A 14-month program, marking 250 years since the 1770 voyage of James Cook and Endeavour charting of the Australian east coast has been announced by the Australian National Maritime Museum.

Encounters 2020 will see several activities; exhibitions, educational resources, film and digital projects and a travelling exhibition by land and sea around the coast of Australia – looking at our earliest European history from dual perspectives: from the ship and from the shore.

Museum chief executive and director Kevin Sumption said it was the nature of historical study to investigate with new eyes and seek out all points of view.

“As a cultural institution we believe it is our role to continually analyse our history and broaden our country’s knowledge,” Mr Sumption said.

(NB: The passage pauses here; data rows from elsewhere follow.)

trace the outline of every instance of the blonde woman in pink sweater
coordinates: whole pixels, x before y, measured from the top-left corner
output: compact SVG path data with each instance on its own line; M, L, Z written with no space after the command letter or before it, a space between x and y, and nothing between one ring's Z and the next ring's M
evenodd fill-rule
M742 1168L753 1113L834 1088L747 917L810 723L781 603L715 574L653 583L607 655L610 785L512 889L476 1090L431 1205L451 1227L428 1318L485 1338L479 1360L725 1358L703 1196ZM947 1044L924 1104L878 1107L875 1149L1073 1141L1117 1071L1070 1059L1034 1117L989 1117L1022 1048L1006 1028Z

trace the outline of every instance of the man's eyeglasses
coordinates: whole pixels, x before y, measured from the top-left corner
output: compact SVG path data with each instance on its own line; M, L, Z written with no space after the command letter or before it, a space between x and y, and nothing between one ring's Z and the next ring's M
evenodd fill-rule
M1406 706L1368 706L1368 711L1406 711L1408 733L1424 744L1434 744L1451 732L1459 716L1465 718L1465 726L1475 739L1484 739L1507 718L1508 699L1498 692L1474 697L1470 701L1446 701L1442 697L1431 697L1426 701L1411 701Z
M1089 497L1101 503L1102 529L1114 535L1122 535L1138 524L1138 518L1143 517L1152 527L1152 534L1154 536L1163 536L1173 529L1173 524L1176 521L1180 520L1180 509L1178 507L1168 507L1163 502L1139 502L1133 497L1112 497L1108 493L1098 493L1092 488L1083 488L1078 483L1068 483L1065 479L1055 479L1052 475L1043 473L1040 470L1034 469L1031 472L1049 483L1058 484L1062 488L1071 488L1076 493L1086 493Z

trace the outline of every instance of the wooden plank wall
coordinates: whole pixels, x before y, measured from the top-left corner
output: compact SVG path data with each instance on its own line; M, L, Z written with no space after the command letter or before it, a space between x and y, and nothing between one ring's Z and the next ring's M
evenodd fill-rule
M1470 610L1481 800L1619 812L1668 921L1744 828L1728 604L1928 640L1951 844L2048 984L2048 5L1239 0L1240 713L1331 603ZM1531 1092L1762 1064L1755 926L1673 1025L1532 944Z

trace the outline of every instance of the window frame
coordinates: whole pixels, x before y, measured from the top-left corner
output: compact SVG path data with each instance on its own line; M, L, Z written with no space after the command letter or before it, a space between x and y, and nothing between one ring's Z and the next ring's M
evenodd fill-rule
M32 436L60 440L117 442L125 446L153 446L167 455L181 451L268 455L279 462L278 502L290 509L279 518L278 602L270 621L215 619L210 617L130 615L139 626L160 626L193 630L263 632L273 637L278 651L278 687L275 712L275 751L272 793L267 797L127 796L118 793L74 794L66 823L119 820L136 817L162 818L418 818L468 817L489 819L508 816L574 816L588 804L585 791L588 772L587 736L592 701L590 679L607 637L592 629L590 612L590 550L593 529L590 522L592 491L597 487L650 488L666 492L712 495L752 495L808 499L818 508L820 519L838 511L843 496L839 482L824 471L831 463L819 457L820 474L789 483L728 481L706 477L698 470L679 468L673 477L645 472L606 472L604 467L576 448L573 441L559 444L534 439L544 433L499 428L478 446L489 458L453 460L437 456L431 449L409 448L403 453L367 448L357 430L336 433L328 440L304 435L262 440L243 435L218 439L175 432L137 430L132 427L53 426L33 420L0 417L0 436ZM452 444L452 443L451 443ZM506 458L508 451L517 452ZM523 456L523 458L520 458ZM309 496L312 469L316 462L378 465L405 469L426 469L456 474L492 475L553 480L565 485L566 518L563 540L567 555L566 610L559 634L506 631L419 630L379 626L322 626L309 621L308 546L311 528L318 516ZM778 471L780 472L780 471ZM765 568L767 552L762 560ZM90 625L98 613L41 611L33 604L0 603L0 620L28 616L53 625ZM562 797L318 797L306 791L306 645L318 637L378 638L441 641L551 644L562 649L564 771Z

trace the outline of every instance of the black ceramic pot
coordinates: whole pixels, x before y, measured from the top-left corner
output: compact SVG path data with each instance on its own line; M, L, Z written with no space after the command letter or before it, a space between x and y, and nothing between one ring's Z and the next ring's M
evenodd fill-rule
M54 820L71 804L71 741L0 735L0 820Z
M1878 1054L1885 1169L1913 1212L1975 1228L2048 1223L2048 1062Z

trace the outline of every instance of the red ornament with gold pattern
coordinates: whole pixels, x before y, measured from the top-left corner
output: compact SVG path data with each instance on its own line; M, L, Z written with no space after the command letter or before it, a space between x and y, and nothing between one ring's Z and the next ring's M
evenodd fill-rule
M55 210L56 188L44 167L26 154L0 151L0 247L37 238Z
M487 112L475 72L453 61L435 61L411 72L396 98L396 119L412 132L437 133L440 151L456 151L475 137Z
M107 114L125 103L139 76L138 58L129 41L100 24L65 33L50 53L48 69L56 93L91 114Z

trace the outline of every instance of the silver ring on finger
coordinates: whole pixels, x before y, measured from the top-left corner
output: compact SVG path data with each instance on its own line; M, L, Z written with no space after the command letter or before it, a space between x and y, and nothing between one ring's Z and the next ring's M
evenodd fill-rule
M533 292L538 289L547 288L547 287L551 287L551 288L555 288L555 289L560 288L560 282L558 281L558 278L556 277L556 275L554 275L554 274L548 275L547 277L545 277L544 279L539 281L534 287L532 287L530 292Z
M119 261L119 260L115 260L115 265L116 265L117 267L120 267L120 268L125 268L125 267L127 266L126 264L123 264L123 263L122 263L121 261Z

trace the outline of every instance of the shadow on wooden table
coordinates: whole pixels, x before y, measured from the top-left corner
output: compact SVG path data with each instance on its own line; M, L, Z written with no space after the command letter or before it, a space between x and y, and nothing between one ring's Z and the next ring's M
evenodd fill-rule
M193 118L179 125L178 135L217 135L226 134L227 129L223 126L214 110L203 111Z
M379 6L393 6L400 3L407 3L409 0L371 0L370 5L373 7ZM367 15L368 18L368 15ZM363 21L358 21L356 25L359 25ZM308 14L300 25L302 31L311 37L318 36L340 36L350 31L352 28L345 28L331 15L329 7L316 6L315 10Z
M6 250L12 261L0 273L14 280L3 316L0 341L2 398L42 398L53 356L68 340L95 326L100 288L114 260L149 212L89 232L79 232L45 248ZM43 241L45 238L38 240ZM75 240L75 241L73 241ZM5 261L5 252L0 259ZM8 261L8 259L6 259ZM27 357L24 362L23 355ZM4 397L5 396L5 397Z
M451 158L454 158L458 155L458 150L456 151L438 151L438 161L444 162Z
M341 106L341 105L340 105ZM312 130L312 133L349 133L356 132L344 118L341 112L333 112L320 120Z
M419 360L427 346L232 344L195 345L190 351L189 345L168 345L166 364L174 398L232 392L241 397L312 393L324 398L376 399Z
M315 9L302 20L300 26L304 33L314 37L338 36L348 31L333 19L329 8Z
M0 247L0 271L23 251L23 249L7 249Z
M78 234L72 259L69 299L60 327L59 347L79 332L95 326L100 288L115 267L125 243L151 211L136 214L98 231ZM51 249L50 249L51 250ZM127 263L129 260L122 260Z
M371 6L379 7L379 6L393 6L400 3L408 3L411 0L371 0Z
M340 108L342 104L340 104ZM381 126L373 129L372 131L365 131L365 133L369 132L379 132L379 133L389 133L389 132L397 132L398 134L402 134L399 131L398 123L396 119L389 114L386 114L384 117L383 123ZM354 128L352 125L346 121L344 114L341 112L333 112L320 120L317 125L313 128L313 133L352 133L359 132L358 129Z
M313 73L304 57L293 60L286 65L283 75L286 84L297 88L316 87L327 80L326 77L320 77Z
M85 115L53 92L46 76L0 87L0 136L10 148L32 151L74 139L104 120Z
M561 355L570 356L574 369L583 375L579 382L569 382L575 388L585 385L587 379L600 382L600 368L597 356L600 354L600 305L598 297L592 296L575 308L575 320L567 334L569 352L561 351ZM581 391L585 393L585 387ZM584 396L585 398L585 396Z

“In the 250 years since Cook arrived we really have only looked at it from one perspective, that from the ship. We want to take this opportunity to also to look at it from the perspective of the First Australians on the shore.

“We want to separate myth from fact. We can acknowledge Cook’s achievements and impacts, and clarify the role he played in Australian history.”

The Encounters program is to feature several exhibitions, objects and artworks at the museum in Sydney throughout 2020, including film and digital resources exploring both Cook’s achievements and views from Indigenous communities on the history of the voyage.

A national education program is to provide resources for primary and secondary teachers to offer new insights to Australian students. From February next year a replica Endeavour is to undertake a series of voyages to 38 destinations around Australia.

Indigenous artist and Museum Council member Alison Page said this was “a program about truth telling”.

“Over many years the museum, as the National Museum of the Sea, has investigated the rich cultural history of our coastal First Nations and brought their stories to contemporary Australians,” he said.

“Encounters 2020 is a continuation of this. By opening up discussion and bringing together the stories from the ship and the shore, we are building a richer cultural legacy for a shared future.”